“Tutta colpa di Freud” di Paolo Genovese

Tutto merito dell'amore

Paolo Genovese, nelle doppie vesti di autore e regista, dedicata un film e un libro all’amore.

Francesco è uno psicoterapeuta romano che ha dovuto tirare su tre figlie da solo dopo che la moglie ha deciso di andarsene di casa senza un valido motivo. Non è facile per lui dover pensare a Sara, la figlia maggiore, che si è trasferita a New York in cerca di un lavoro e dell’amore e che ha deciso di tornarsene a Roma dopo che la sua compagna l’ha mollata dopo essere stata sorpresa dalla sua proposta di matrimonio.

A Marta che vive insieme a lui e che gestisce una libreria “di qualità” a Roma. Fragile e sognatrice sta ancora aspettando la persona giusta, quella in grado di farle provare l’amore vero. E ad Emma, ancora al liceo, che ha preso una bella sbandata per Alessandro, un architetto, che ha circa l’età del padre.

A tutto questo, che già complicato lo è, si aggiunge il silenzioso sentimento che Francesco prova nei confronti di Claudia, una bella donna che vede passeggiare sempre da sola sotto il suo studio e che non ha mai avuto il coraggio di conoscere.

Tanti caratteri, tante sfumature e tante emozioni che si mescoleranno fra loro in maniera imprevista e originale grazie a quel sentimento tanto forte quanto incontrollabile come l’amore.

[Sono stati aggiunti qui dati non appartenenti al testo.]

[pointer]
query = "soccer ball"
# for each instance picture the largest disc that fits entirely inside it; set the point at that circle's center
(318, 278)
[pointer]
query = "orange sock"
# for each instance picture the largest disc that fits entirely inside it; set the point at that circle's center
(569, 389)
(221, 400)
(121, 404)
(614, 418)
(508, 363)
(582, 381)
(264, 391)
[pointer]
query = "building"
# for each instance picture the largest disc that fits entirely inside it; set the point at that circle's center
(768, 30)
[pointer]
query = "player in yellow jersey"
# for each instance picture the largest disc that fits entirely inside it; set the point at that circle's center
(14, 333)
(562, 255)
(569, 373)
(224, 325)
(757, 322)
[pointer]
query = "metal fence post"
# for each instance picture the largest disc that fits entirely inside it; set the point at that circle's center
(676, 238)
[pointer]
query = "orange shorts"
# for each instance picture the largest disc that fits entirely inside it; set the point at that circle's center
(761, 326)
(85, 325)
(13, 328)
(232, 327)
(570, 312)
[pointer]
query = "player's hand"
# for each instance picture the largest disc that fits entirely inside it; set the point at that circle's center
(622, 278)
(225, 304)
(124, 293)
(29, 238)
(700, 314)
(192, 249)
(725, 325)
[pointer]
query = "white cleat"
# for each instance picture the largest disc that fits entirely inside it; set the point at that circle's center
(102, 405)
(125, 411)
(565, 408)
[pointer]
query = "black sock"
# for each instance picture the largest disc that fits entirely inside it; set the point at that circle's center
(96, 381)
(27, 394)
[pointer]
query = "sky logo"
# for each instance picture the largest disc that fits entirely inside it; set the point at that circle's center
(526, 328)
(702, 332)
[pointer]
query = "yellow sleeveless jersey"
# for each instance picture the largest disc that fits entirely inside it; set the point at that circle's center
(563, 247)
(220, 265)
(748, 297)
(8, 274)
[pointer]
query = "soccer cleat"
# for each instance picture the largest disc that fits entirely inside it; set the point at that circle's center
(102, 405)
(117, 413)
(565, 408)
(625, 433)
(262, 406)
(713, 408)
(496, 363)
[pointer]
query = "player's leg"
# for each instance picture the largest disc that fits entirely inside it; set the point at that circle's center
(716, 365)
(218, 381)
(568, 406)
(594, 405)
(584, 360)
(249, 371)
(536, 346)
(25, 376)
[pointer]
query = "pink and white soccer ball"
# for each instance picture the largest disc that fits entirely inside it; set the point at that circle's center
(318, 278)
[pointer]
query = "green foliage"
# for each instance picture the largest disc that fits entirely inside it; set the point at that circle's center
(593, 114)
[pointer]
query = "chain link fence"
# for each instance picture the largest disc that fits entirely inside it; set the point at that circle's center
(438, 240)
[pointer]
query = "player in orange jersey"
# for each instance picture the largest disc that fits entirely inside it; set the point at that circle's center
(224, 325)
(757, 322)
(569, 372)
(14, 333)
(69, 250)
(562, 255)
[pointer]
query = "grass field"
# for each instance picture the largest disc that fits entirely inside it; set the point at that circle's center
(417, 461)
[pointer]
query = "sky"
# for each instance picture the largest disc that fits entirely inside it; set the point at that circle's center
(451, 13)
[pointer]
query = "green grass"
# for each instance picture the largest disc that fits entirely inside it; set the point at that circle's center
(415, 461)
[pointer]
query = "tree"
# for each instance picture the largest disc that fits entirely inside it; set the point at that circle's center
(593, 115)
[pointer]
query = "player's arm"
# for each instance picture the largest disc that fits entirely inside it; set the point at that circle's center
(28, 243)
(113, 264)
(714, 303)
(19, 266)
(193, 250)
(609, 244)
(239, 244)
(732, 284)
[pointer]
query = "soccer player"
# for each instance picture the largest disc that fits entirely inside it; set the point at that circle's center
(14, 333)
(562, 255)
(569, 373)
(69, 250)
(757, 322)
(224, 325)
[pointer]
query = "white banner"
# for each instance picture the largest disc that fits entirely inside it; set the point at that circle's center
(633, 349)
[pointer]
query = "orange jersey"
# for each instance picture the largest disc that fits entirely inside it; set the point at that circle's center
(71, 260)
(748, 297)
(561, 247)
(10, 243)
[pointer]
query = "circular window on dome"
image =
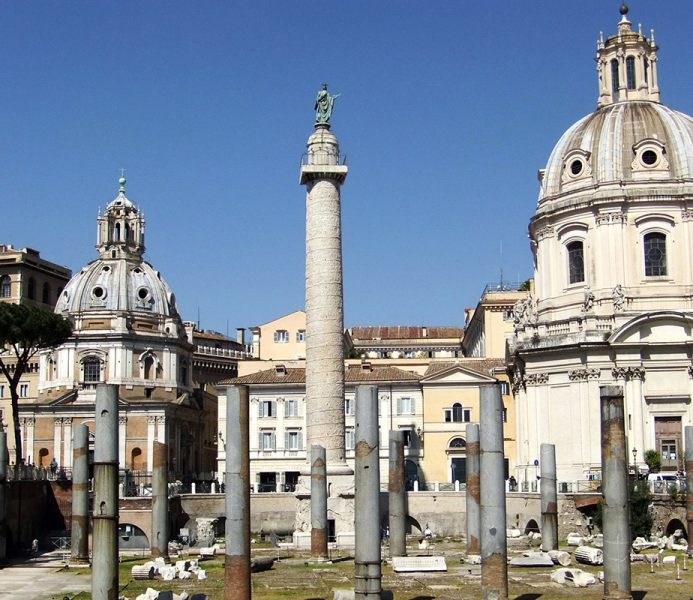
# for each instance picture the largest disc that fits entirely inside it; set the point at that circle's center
(649, 158)
(98, 293)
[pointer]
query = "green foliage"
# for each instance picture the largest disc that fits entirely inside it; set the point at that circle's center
(640, 515)
(653, 460)
(24, 330)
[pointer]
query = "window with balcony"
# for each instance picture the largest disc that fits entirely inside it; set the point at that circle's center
(405, 406)
(267, 409)
(349, 438)
(630, 72)
(91, 370)
(655, 245)
(576, 262)
(5, 286)
(293, 441)
(281, 336)
(291, 408)
(267, 441)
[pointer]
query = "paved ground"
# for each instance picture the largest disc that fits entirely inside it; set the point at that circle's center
(41, 578)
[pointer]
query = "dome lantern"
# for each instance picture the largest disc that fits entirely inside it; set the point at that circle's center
(627, 65)
(120, 232)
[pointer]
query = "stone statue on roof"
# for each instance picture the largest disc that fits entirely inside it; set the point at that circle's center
(324, 103)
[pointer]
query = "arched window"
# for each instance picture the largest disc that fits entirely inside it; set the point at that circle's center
(614, 77)
(576, 262)
(149, 372)
(630, 72)
(92, 370)
(655, 244)
(5, 286)
(136, 459)
(646, 66)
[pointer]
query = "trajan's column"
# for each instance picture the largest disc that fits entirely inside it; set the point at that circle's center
(323, 172)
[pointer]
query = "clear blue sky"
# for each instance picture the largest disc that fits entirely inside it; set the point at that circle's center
(448, 109)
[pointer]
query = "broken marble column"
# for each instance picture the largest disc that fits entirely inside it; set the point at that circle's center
(318, 503)
(549, 498)
(159, 546)
(3, 496)
(367, 558)
(472, 494)
(397, 496)
(616, 528)
(688, 435)
(494, 552)
(104, 577)
(237, 585)
(79, 550)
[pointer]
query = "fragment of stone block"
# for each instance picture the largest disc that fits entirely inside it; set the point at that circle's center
(575, 539)
(576, 577)
(589, 556)
(143, 572)
(559, 557)
(532, 559)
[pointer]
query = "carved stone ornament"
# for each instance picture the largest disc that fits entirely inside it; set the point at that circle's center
(628, 373)
(537, 378)
(619, 297)
(545, 232)
(588, 304)
(583, 374)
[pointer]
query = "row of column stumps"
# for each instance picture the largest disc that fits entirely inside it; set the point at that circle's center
(689, 486)
(4, 459)
(616, 528)
(397, 495)
(79, 547)
(367, 552)
(104, 574)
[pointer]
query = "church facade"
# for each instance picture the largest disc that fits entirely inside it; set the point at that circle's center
(612, 240)
(127, 331)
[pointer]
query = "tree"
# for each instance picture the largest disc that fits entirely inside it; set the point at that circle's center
(24, 330)
(653, 460)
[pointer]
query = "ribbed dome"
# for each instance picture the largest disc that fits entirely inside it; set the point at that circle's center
(117, 285)
(621, 142)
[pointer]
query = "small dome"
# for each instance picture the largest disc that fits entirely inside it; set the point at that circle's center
(117, 285)
(621, 142)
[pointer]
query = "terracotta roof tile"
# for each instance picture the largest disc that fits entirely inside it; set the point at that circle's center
(352, 374)
(483, 366)
(404, 332)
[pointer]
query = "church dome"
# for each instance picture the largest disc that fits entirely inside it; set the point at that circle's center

Paolo Genovese in Tutta colpa di Freud (da cui ha girato anche l’omonimo film) riesce a raccontare in maniera ironica e mai banale i contorni e le vicende di questi personaggi che fin da subito sanno catturare per la loro semplicità e per una spiccata simpatia. Caratteri legati e impreziositi dall’amore che viene descritto, a veri livelli, senza mai scadere in luoghi comuni o situazioni troppo melense.

E’ l’amore di tutti giorni, l’amore che non fa dormire, quello che vorresti e a cui non credi più, quello sincero e spassionato che nulla pretende e niente chiede in cambio, è l’amore che lega inconsapevolmente, o quello che si prova e non si riesce a fare a meno di sentire.

Genovese lo racconta con grande coinvolgimento e con la giusta qualità, con quella dolcezza e quel leggero tocco d’ironia che fa apprezzare una storia semplice ma allo stesso tempo intensa.

Paolo Genovese, Tutta colpa di Freud, Mondadori, 2014, pp. 264, € 16,50.